[Date Prev][Date Next][Thread Prev][Thread Next][Date Index][Thread Index]
Harold Varmus: "Self-Archiving is Not Open Access"
** Apologies for Cross-Posting **
If you wonder why there is internecine squabbling within the Open
Access (OA) Community, you need go no further than Richard
Poynder's latest OA interview (a skillful, revealing elicitation,
as always), this time of Nobel Laureate and PLoS co-founder,
Harold Varmus:
http://poynder.blogspot.com/2006/06/interview-with-harold-varmus.html
RICHARD POYNDER:
"[T]here has been a long-standing and vigorous debate within the OA
movement about the respective merits of the so-called Green and Gold
roads. The debate seems to revolve around the issue of whether it
is better for OA advocates to put all their energy into the creation
of new open access journals, or to focus on lobbying research funders
and governments to require researchers to self-archive the papers
they have published in subscription journals. What are your views
on that debate?"
HAROLD VARMUS:
"My views are very clear: at this point self-archiving is not Open
Access. One of the important components of the definition of
Open Access that we have all agreed on is that research information
should be placed in a searchable database. Right now the only way
to be confident that you can do that effectively is by using a large
public digital library like PubMed Central."
I am spared having to respond (yet again) to this egregious
nonsense by Peter Suber's spare reply in Open Access News:
PETER SUBER:
"Varmus is wrong to say that self-archiving is not OA. OA is a kind
of access, not a kind of venue, and 'OA repositories' deliver this
kind of access as well as 'OA journals', and distributed repositories
deliver it as well as central repositories. Repositories certainly
count as 'searchable databases'."
http://www.earlham.edu/~peters/fos/2006_06_04_fosblogarchive.html#114960586121434685
To see what definition of Open Access "we have all agreed on,"
please see the BOAI definition of OA, first coined by the BOAI
(Peter Suber, principal drafter), 2001:
http://www.soros.org/openaccess/read.shtml
Nor is the (profound) disagreement about the definition of OA
merely semiological quibbling. The difference is strategic, and
it has profound practical implications for OA (sic), and how soon
we manage to reach it. Harold's continuing confusions about (what
was eventually dubbed) OA began early on (1999)

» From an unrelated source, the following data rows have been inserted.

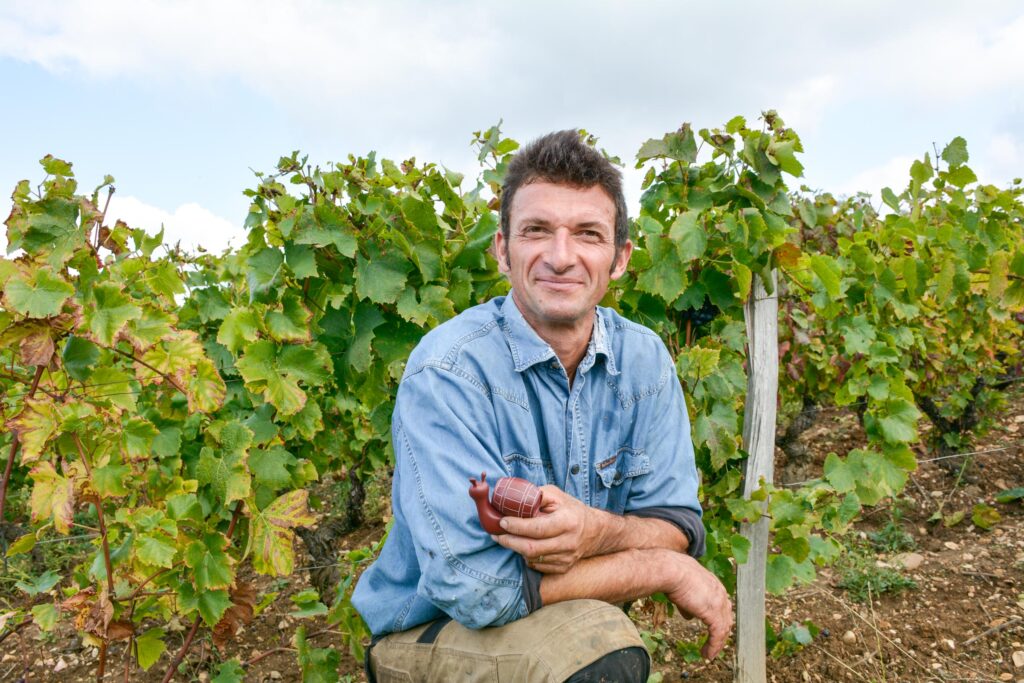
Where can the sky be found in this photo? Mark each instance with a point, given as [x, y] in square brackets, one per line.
[181, 101]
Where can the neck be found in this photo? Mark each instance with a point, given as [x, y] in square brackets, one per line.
[569, 341]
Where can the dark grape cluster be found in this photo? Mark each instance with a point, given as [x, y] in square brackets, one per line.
[702, 315]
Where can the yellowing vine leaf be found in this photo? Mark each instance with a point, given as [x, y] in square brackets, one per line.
[52, 497]
[272, 535]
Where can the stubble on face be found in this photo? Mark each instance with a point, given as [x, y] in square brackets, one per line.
[560, 256]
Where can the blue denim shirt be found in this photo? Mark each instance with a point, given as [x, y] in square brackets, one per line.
[483, 392]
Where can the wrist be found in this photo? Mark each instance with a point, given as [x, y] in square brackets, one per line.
[666, 567]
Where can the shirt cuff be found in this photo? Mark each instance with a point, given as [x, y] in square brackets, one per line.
[687, 520]
[531, 588]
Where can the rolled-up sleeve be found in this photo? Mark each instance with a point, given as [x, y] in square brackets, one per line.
[444, 432]
[669, 489]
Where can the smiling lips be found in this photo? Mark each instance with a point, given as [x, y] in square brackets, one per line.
[559, 285]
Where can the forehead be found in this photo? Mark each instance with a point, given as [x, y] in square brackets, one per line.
[554, 203]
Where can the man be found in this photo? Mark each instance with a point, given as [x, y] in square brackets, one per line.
[546, 385]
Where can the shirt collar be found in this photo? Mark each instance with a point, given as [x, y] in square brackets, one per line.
[528, 349]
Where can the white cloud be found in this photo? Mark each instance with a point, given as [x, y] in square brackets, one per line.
[1005, 159]
[311, 50]
[189, 223]
[804, 105]
[895, 174]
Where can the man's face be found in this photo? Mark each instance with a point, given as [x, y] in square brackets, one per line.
[560, 254]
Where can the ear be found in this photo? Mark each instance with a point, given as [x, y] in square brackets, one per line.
[501, 253]
[622, 260]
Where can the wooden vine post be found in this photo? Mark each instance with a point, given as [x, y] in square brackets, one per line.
[761, 314]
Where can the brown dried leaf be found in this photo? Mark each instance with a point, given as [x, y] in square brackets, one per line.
[99, 616]
[237, 616]
[37, 349]
[120, 630]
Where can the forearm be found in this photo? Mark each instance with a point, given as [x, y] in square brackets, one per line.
[616, 577]
[630, 574]
[614, 534]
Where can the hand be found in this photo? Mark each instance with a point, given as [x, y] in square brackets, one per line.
[696, 592]
[557, 538]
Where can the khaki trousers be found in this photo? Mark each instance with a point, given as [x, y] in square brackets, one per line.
[547, 646]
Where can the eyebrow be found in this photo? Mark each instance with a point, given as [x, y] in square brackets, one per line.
[545, 222]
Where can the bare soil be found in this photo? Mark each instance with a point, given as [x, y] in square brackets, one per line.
[963, 623]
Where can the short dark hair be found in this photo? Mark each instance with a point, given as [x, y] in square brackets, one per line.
[563, 158]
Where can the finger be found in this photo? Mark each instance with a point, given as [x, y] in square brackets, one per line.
[518, 544]
[544, 526]
[717, 634]
[719, 628]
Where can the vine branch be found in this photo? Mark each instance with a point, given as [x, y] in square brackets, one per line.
[8, 468]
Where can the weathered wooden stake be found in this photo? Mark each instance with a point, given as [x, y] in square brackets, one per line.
[761, 313]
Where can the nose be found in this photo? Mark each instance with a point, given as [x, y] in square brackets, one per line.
[561, 255]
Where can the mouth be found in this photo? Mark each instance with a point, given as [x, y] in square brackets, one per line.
[559, 285]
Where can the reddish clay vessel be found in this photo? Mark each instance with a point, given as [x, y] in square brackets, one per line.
[513, 496]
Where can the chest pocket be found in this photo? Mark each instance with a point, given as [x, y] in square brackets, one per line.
[529, 468]
[615, 475]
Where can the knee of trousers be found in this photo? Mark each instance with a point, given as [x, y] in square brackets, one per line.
[569, 636]
[549, 645]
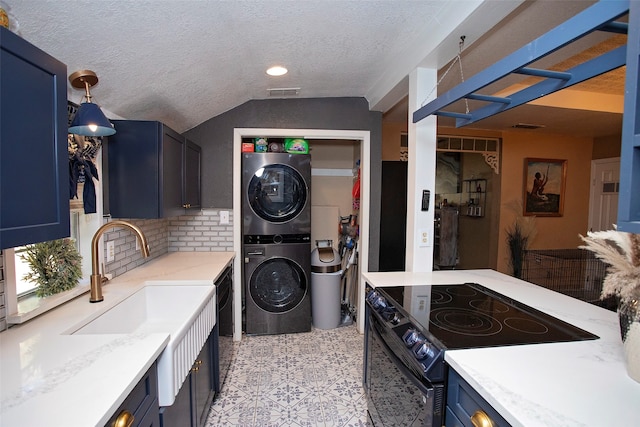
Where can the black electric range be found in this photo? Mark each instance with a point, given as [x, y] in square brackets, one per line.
[409, 329]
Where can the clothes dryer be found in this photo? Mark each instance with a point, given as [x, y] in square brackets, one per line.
[277, 294]
[276, 196]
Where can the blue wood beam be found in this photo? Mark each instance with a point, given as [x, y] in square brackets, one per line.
[547, 74]
[585, 71]
[587, 21]
[615, 27]
[488, 98]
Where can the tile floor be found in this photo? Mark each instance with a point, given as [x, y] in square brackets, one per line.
[307, 379]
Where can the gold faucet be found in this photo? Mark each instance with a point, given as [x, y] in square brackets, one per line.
[96, 277]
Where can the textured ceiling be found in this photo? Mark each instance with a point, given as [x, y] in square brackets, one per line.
[185, 61]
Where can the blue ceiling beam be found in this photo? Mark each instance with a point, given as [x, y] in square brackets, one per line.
[585, 71]
[600, 16]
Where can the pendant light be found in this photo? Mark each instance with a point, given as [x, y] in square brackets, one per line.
[89, 119]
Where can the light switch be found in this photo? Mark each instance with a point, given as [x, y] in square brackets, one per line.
[224, 217]
[111, 251]
[423, 238]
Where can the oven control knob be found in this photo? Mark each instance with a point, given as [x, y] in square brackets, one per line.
[391, 316]
[379, 303]
[422, 350]
[411, 337]
[371, 295]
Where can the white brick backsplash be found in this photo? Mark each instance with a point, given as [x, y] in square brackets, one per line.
[200, 232]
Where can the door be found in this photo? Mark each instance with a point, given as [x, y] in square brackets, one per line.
[605, 187]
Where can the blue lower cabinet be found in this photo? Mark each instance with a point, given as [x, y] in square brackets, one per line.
[140, 408]
[466, 408]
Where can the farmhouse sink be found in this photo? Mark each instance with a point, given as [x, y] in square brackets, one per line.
[186, 312]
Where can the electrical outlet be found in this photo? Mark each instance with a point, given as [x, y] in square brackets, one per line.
[111, 251]
[224, 217]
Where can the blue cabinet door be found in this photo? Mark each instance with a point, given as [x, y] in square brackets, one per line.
[154, 172]
[34, 172]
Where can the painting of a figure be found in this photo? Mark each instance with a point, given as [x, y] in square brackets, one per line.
[544, 181]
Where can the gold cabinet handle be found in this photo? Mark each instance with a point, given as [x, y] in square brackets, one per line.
[481, 419]
[125, 419]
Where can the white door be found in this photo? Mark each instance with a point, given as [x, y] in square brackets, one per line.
[603, 202]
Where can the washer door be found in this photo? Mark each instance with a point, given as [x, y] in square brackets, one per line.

http://www.nih.gov/about/director/ebiomed/com0509.htm#harn45 but
certainly not as early as OA itself began, which was in the
1980's, with computer scientists self-archiving their papers in
Anonymous FTP Archives. The rest of the road to the optimal and
inevitable outcome is history still in the making (an outcome
that some OA advocates are hastening and facilitating; others,
alas, rather less than they might if they listened a little more
attentively and reflected a bit more: The Midas Touch can be the
Kiss of Death sometimes...)
Harnad, S. (2006) Opening Access by Overcoming Zeno's Paralysis. To
appear in: Jacobs, N., (Ed) Open Access: Key Strategic, Technical
and Economic Aspects. Chandos Publishing (Oxford) Limited, Chapter 8.